California will not require students to be vaccinated against COVID-19 for at least another school year, health officials announced Thursday. The earliest time a requirement would go into effect is now July 1, 2023, dependent on the full approval by the Food and Drug Administration of a COVID-19 vaccine for children under 16 years old.
State officials had initially said the mandate could be implemented as early as July 2022, depending on FDA full approval.
The state is delaying implementation of the mandate for the 2022-2023 school year “to ensure sufficient time for successful implementation of new vaccine requirements,” the state health department said.
“The California Department of Public Health strongly encourages all eligible Californians, including children, to be vaccinated against COVID-19,” said State Public Health Officer Dr. Tomas J. Aragon in a statement. “We continue to ensure that our response to the COVID-19 pandemic is driven by the best science and data available.”
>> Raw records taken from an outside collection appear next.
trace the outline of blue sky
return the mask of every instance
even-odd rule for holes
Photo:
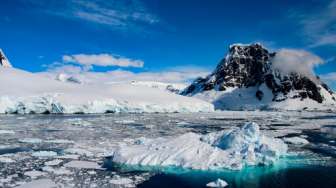
[[[32,72],[206,72],[229,44],[261,42],[320,56],[315,72],[336,88],[336,1],[2,0],[0,24],[0,48]],[[114,66],[92,63],[104,57]]]

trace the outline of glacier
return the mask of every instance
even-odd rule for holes
[[[212,104],[131,83],[73,84],[0,67],[0,113],[212,112]]]
[[[287,145],[260,132],[256,123],[206,135],[140,138],[121,144],[111,162],[140,167],[178,167],[193,170],[240,170],[244,166],[272,165],[287,154]]]

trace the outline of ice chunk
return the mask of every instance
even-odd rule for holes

California became the first state in the country to move forward on mandating COVID-19 vaccines for school children in October, when Gov. Gavin Newsom announced the state will require the vaccine for all school children ages 12 to 17 once the FDA grants full approval. The mandate allows exemptions for medical reasons, personal beliefs and religious beliefs.
The FDA has granted full approval for Pfizer’s COVID-19 vaccine for those ages 16 and up, and for Moderna’s vaccine for those ages 18 and up. Pfizer has requested to expand its approval to include those ages 12 to 15.
Currently 59.6 percent of Stanislaus County residents have been vaccinated. Statewide, 74.2 percent of residents aged 12-17 have gotten at least one dose of vaccine.